Jamming Good
A few random Bowie thoughts after a week-and-change of binging on his catalog:
1. VOICE: I read and heard very little last week about the extreme oddity of his vocal range and stylings, which he used to full effect from "Life on Mars" (try singing that whole thing through without resorting to falsetto) right up to his last record. Really, it was an extraordinary instrument, and I think it's safe to call it unique in rock. (I remember thinking how perverse it was for him to cover the Beach Boys' "God Only Knows" in a bass croak; I'm sure he was having a laugh on us with that one.)
2. ACCENT: Unlike his countrymen in the Beatles or the Stones or the Who, even Elvis Costello, who mostly ape American diction, Bowie's crisp London accent was always front and center (with a few arguable exceptions when he was singing full-on blues rock very early in his career, and at his glam-rock height). I wonder if it had something to do with Anthony Newley's influence--one might question a lot about Newley's work (and taste), but never where he was from. (Strangely enough, it's that accent that may be what most moves me about Bowie's amazing cover of Simon and Garfunkel's "America," from a concert after 9/11.)

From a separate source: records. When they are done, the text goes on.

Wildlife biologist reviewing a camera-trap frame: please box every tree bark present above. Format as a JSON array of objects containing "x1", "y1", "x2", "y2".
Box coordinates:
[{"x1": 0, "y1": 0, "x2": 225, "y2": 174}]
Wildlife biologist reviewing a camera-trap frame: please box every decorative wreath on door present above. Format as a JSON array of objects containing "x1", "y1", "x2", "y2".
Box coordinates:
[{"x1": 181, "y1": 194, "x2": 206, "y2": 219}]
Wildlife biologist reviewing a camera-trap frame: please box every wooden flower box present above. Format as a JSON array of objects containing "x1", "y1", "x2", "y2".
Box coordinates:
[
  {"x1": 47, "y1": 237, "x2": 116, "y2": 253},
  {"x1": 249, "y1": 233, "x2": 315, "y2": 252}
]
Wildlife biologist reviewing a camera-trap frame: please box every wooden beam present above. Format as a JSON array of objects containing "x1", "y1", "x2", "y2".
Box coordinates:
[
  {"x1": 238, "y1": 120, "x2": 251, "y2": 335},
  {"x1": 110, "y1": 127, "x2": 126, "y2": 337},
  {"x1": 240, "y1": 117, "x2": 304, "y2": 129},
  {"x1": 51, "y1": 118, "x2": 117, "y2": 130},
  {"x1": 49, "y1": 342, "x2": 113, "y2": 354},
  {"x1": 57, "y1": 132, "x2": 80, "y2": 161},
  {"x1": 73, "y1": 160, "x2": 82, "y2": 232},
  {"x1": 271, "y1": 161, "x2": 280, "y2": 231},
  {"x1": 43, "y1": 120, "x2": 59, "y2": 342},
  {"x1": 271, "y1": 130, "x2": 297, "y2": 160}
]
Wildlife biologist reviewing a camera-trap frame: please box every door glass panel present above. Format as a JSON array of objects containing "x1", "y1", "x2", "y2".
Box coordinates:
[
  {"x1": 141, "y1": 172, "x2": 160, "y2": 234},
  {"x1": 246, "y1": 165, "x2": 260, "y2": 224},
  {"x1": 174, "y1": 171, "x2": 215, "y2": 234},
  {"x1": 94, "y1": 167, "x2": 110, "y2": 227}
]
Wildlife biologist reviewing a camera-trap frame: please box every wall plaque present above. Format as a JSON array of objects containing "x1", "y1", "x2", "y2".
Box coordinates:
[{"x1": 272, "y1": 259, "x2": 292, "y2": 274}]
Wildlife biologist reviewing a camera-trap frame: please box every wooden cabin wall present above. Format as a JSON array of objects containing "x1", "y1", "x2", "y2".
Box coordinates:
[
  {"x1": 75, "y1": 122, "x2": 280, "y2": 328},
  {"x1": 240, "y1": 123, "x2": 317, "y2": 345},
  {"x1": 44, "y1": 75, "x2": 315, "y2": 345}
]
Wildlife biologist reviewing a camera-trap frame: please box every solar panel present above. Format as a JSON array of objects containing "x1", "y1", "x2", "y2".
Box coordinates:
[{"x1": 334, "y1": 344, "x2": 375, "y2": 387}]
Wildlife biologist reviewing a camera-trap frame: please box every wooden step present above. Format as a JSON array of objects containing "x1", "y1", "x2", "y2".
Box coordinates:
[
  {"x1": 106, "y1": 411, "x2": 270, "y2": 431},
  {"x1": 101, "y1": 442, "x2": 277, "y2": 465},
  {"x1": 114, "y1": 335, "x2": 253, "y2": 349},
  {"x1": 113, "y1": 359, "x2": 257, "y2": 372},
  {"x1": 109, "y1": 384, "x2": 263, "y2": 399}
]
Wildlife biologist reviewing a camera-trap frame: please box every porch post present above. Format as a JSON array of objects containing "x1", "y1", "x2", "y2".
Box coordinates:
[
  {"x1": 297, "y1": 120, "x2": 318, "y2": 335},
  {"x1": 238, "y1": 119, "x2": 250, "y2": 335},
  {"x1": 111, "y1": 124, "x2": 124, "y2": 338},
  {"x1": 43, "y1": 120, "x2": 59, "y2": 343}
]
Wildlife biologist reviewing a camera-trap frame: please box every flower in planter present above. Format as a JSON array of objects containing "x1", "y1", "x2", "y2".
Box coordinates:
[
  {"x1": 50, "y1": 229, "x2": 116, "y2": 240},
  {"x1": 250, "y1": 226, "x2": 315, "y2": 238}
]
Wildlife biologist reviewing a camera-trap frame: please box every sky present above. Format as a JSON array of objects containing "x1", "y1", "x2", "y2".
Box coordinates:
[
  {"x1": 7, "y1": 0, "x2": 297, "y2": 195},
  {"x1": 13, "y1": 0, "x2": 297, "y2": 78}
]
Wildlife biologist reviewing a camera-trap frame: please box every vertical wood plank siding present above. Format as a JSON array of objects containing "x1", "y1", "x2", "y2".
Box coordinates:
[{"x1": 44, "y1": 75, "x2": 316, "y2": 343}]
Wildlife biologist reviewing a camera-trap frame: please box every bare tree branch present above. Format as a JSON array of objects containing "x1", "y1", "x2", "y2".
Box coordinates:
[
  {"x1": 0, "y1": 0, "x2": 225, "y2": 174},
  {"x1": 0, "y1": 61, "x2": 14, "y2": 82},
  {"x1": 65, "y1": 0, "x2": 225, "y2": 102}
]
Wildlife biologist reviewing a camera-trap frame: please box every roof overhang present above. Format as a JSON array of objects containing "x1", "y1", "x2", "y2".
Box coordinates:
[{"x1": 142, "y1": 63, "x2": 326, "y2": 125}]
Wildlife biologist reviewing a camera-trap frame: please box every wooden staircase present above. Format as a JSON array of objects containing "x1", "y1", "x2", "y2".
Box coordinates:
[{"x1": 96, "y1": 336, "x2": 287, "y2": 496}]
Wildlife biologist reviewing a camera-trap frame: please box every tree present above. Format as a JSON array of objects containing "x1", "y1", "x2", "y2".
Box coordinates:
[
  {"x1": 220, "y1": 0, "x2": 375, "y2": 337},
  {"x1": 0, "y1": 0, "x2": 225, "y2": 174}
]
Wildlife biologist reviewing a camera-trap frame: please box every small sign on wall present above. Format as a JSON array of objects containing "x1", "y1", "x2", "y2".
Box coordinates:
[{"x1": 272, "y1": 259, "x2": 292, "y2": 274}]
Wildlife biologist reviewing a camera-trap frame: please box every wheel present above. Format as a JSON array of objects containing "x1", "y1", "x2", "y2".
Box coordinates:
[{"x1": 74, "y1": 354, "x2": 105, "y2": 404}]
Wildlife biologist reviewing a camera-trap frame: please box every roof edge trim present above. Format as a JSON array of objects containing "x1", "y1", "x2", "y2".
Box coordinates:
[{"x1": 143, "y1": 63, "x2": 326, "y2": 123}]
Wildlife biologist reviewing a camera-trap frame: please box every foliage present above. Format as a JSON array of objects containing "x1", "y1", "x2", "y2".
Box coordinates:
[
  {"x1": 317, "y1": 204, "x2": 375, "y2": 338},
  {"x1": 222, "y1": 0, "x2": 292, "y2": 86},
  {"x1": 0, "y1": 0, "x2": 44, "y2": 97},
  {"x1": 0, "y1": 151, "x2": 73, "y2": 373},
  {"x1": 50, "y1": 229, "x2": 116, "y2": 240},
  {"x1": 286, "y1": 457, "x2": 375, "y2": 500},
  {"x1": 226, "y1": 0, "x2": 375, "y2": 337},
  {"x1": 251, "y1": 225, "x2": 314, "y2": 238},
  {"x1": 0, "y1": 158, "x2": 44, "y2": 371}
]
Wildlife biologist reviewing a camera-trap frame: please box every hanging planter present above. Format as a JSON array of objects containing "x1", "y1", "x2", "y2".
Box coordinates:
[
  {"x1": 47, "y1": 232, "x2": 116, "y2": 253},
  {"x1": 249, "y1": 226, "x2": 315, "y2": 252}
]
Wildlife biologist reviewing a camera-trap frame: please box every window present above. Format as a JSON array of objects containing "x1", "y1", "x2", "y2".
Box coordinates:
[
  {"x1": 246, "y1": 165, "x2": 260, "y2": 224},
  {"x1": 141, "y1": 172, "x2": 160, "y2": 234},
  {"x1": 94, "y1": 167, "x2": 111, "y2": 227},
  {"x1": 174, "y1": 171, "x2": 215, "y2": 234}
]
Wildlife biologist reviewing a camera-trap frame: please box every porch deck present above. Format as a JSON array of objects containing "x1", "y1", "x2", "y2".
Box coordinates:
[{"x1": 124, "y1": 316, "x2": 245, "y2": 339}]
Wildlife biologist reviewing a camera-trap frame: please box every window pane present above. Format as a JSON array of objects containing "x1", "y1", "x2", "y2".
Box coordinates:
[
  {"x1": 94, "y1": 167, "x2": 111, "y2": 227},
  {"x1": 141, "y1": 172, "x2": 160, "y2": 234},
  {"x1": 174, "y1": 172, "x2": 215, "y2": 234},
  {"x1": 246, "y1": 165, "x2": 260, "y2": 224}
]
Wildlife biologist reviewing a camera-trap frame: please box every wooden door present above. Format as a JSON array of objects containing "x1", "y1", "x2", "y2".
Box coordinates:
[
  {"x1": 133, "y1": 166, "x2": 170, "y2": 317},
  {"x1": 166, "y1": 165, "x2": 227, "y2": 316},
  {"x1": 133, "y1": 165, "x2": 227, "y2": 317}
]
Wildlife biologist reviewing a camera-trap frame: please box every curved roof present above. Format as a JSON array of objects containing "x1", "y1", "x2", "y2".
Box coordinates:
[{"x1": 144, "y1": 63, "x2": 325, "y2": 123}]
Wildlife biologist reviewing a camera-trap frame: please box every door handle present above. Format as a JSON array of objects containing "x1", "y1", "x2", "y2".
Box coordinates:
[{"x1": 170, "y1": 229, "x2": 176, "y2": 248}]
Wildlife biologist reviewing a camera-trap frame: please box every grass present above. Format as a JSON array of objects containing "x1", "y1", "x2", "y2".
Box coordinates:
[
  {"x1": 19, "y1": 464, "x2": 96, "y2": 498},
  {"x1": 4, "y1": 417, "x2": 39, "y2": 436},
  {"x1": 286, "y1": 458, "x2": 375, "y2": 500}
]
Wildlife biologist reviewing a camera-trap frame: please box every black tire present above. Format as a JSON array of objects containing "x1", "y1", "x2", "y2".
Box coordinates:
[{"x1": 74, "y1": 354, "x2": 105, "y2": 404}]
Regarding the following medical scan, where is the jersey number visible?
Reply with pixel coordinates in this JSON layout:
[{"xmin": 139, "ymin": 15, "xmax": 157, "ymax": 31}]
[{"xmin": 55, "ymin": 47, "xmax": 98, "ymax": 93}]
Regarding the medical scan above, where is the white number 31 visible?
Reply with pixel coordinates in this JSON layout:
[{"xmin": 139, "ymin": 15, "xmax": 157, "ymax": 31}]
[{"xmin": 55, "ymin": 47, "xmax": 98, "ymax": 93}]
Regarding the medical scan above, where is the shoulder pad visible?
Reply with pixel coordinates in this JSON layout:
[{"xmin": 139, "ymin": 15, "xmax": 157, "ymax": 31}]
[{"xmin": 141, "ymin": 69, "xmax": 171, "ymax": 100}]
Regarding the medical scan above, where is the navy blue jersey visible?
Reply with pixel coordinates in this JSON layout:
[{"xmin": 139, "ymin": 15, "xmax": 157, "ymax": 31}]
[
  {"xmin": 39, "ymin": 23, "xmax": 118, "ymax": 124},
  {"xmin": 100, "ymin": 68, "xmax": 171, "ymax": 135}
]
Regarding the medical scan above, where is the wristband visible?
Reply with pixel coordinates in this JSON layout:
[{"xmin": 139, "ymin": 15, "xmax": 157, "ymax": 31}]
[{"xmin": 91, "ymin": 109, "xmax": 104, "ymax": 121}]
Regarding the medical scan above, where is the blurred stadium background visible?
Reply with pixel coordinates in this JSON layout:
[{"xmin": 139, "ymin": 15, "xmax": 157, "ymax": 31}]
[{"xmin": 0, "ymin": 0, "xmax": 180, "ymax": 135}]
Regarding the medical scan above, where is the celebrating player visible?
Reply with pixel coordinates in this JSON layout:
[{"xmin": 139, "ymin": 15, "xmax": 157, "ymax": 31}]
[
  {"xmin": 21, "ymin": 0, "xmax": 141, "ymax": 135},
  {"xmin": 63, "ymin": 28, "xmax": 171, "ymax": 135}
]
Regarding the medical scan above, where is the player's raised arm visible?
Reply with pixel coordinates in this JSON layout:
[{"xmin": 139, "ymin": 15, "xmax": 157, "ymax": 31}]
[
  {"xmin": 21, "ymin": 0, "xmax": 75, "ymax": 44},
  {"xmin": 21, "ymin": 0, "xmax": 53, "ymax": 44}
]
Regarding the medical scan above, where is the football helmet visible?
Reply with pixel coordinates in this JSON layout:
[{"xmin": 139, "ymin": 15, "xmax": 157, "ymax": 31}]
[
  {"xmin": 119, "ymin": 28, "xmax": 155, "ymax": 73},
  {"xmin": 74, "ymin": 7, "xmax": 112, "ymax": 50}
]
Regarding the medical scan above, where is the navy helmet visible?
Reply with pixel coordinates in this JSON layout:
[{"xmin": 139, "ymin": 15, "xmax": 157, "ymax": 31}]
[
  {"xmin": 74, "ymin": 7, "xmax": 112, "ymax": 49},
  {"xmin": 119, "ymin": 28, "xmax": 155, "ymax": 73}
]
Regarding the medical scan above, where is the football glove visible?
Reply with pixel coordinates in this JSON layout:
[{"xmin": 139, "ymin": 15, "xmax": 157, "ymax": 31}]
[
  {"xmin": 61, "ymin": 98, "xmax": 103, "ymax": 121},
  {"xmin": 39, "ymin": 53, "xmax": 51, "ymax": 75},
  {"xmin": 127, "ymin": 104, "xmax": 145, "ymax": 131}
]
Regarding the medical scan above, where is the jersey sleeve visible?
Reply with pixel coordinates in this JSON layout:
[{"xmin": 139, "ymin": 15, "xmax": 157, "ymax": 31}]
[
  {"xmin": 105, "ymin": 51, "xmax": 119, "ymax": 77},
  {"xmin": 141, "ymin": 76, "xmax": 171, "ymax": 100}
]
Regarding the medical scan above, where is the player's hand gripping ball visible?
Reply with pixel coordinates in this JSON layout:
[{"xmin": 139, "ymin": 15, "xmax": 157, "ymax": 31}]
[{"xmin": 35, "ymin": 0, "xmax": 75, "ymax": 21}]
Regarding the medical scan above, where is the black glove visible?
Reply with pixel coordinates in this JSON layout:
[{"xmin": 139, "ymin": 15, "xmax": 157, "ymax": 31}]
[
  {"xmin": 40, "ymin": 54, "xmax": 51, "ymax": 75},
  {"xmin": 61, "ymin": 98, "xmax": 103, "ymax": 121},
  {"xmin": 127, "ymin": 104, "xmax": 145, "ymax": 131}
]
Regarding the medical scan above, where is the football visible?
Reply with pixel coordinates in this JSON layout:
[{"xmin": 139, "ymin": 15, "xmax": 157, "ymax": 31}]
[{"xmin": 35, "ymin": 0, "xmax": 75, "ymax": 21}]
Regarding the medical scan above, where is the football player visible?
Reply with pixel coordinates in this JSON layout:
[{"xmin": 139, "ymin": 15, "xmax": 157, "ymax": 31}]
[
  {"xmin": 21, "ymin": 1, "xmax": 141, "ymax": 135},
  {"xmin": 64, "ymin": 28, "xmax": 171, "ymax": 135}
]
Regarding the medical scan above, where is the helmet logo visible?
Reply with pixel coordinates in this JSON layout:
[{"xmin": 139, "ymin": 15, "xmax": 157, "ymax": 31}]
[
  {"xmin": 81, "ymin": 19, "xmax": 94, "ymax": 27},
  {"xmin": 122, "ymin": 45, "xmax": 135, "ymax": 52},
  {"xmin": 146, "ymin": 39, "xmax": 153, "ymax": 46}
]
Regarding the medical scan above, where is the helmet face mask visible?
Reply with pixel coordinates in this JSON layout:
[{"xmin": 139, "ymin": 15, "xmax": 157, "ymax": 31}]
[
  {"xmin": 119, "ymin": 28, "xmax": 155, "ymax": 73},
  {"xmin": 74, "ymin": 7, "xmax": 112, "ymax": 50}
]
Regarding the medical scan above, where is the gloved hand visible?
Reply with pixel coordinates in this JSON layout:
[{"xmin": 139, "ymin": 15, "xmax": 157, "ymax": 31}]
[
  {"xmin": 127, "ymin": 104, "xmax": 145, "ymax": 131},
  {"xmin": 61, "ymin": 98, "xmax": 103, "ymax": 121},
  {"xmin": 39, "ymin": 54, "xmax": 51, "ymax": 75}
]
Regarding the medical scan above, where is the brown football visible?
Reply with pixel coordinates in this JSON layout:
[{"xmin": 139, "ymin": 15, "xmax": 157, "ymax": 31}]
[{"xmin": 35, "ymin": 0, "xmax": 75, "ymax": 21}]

3. SONGCRAFT: I'd never really taken stock till last week of what an astonishing tunesmith Bowie was. I had registered the hugely varying sounds of his records and clocked some of his obvious templates (blues rock, Philly soul, Kraut rock, folk), and I'd certainly noticed the times he grooved on simple progressions ("Golden Years," "Five Years," "Fashion," "Sound and Vision," etc.) vs. the times he was making what sounded like more ambitious/odd pieces, structurally or harmonically ("Station to Station," "Ashes to Ashes," "Width of a Circle," "Life on Mars," side two of Low). But taking apart some of his tunes in the past week, I'm more in awe than ever. Case in point: "Queen Bitch" has always been a favorite song of mine, and that simple, Lou Reedy I-V-IV progression on side-by-side acoustic and electric guitars is reason enough to love it at first hook. And the chorus always sounded to me like it's got some sort of harmonic lift out of the verse, then a sidelong turn back into it. I checked it out and that's all true, but a little weirder than that: The verse is in C, and the chorus alternates between B and D (getting there with help from E and A), then pivots back out from B to a C ("Oh God I could do better than that"). That sneaky chromaticism is not something I expected in a blues-rock jam. Now that I can hear it, I love it all the more. This is happening all over the place with his songs now that I'm freshly attuned to it.
4. PRODUCTION: I've read and heard a lot about how he worshipped spontaneity and serendipity in the studio, hated to do multiple takes, etc. That doesn't seem to square with the rich, polished, questing, deeply intentional sounds I've been hearing in my earbuds for the past week; apart from the weirdly under-recorded vocals of "Watch That Man" (anyone know what was up with that?), there isn't really a sloppy or half-baked moment on his records. There are some perfunctory performances and the occasional lapse into slickness, and some very clear stylistic dead ends (Young Americans, I'm looking at you). But nothing that sounds dashed off.
5. LYRICS: Finally, as many of the more astute commenters recently pointed out, the whole Bowie-as-character-chameleon thing is way overblown. In fact, after 1976 he stopped creating characters altogether (slightly changing your look and sound, as he did thereafter, is standard pop-star procedure). While it's true that the stark change-ups of the early '70s, and the fact that he'd gone through what seemed like so many, were what first clued me in that he was essentially a theatre artist in rock and pop form, I could have JUST LISTENED TO THE LYRICS. Duh! His first hit "Space Oddity" didn't just set up the Bowie-as-alien trope that he riffed on throughout his whole career--it has multiple voices in conversation, and tells a story. In other words: a little one-act play. So is the meta-narrative "Life on Mars," and of course the concept albums Ziggy Stardust, Diamond Dogs...and so on. One smart pushback I heard against interpreting his last record Blackstar, and the stage show Lazarus, as autobiographical is that's exactly the kind of thing Bowie pointedly never did. Like David Byrne or Randy Newman, Bowie didn't need to put on a character; his songs were already doing the job.